Autant de questions et certainement beaucoup d’autres pour lesquelles
il semble judicieux de solliciter l’éclairage des sciences
expérimentales et qu’il paraît légitime de soumettre à la réflexion
linguistique, philosophique et musicologique, à l’intelligence
artificielle et à la modélisation informatique.

Presentation

Expressivity and emotions in Speech and Music

Microgenesis and semiotics of perceptual process

A perceptual process must be considered both as a holistic fact that
is attached to immediate experience and as a microgenetic one in terms
of differentiation and development. In other words, any perceptual
experience, even within the limits of the present moment, follows its
own course of development. This applies to the perception of
expressive phenomena of verbal and non-verbal nature, but also to that
of more complex events in which the verbal and the non-verbal elements
tend to interact. The workshop, based on the microgenetic perspective,
conclude a series of scientific events concerning expressivity in
speech and music. In this context, the workshop tends to convey a
multidisciplanary dialogue between linguistics, computer models,
neurosciences, psychology and philosophy.

The goal of the event is to present the methods and the concepts of
each discipline so as to fathom the contributions from those various
domains and coordinate the respective expertise in order to improve
each knowledge in the domain of the perception of expressive facts in
spoken and musical language.

Which methods can be implemented in each of those disciplinary fields
(neuroscience, signal processing and phonetics, semiotics, musical
composition, musicology), and in the corresponding domains (machine
learning of semiotic patterns, models of structures and systems,
situated cognition) to understand the cognitive strategies involved in
the differentiation and construction of forms in spite of the
immediacy of the perceivable facts?

What can we say about the semiotic content of those forms and their
temporal organization? How does meaning emerge in speech and music?
Are forms first and foremost empty shells or do they have any semantic
content in the first place? In this semiotic treatment what belongs to
denotation on the one side, to metaphor and a fictional object on the
other, constructed against the background of its own cultural
landmarks? How should this problem be tackled in a contrastive
perspective: spoken language vs musical language?  For example, what
is the role of memory in the processes considered; to what extent
could the memorial mechanisms that are associated with verbal and
non-verbal stimuli also account for the semiotic and emotional
treatments?

To answer all these questions, along with many others, the contribution of
experimentaal sciences is needed, and it seems legitimate to submit them to
the reflections of the linguist, the philosopher, the musicologist, the
artificial intelligence and computer sciences.

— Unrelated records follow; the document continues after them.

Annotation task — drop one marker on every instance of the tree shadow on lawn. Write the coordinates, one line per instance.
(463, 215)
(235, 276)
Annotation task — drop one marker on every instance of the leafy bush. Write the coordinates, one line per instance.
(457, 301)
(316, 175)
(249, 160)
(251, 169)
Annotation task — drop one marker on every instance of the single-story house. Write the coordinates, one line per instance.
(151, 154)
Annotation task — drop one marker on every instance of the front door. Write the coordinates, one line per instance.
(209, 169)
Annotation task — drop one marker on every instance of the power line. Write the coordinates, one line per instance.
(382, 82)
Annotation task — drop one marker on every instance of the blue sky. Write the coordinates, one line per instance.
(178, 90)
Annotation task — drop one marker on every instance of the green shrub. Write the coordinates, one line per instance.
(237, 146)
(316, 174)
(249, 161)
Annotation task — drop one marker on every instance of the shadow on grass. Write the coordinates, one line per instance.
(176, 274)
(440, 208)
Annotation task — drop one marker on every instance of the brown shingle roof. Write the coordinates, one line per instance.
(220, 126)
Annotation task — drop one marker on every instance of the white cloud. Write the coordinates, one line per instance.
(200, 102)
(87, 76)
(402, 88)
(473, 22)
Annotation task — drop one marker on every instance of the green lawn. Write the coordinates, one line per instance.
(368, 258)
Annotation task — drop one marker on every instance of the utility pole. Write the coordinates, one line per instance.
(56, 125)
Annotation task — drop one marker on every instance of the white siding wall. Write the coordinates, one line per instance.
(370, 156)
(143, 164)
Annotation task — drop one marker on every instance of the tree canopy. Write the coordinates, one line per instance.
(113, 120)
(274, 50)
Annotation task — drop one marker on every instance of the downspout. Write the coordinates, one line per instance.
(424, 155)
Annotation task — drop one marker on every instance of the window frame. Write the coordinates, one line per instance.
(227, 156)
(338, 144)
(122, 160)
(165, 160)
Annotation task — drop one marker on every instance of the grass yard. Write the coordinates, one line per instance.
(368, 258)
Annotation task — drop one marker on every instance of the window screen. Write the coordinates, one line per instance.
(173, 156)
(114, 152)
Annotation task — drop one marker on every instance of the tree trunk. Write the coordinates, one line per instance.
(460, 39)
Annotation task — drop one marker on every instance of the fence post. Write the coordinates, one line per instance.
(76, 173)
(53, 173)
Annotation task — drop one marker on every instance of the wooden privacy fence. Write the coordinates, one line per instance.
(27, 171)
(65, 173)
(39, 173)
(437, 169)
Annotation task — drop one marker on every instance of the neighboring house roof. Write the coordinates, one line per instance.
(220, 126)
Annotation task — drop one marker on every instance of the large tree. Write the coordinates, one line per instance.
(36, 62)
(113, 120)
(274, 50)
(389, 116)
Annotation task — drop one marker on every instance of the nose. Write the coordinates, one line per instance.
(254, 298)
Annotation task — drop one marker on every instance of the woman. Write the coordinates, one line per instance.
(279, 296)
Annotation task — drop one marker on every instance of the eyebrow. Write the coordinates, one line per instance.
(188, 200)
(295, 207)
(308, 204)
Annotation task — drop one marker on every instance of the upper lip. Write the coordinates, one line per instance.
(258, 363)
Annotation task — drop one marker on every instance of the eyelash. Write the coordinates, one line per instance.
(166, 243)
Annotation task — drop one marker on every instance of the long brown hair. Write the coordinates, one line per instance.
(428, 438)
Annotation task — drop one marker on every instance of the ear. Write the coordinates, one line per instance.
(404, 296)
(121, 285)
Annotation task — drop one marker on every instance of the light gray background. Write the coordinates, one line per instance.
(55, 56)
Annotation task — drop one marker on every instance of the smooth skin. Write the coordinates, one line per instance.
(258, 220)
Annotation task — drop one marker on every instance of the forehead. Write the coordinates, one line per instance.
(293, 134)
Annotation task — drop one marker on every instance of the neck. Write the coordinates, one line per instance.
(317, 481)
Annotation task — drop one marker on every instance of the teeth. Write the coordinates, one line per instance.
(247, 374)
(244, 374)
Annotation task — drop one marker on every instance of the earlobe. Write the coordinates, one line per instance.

Speakers : Antoine Auchlin (phonetics & linguistics), Mireille Besson
(neurosciences), Didier Bottineau (linguistics), Christophe
D’Alessandro (computer sciences & music), Michel Imberty (psychology),
Anne Lacheret & Dominique Legallois (phonetic and linguistics),
Valérie Pasdeloup & David Piotrowski (phonetics & linguistics), Xavier
Rodet (signal processing), Victor Rosenthal (psycholinguistics),
Daniel Schon (neurosciences), Jean-Luc Schwartz (computer sciences),
Barbara Tillman (neurosciences).

Programme

Thursday September 25

9.30-10 Anne Lacheret: (MODYCO, UMR 7114, Paris X, Nanterre,
Institut Universitaire de France): Introduction to the workshop 

10-11 Victor Rosenthal (MODYCO, UMR 7114, Paris X, Nanterre,
France): Microgenesis and the expressive form of life

The theory of microgenesis describes immediate experience (perception,
thought, gesture, imagination) as a dynamical process of form
development occurring on a present-time scale. This development founds
the unity of lived experience. The dynamics of the whole process is
described in terms of stabilization, categorization and
differentiation from general underspecified to more definite and
specific. Microgenesis is said to be a living process that dynamically
creates a structured coupling between a living being and its
environment and sustains a knowledge relationship between that being
and its world of life (Lebenswelt). This knowledge relationship is
protensively embodied in a readiness for action, and thereby has
practical meaning and value. Microgenetic development is thus an
essential form of cognitive process: it is a dynamical process that
brings about readiness for action. This readiness for action
instantiates the anticipatory structure of all lived experience: an
anticipation of upcoming meaning. Indeed, the process of dynamic
categorization which sets out in the earliest phases of microgenetic
development imposes a horizon of generic meaning that guides any
further differentiation and identification of forms.  Emotional,
cultural and socio-symbolic factors can thus affect the whole course
of perceptual and cognitive processes.

The theory of microgenesis lets us also account for the expressive
character of experience. Expressivity ought to be viewed as the most
“primitive” semiotic regime of experience: the primary mode of
controlling intersubjectivity which unifies its perceptual, affective,
motivational, axiological, cognitive and symbolic facets. This
expressive form of life is embodied in the physiognomic character of
perception where any form or configuration primarily appears as an
animated tone, a spontaneous manifestation of life. Perception is thus
primarily qualitative (in the sense of affective valence) and
semiotic; its physiognomic character builds upon the dynamics of
constitution of perceptual configurations so that experience turns out
to be expression of its own process of constitution.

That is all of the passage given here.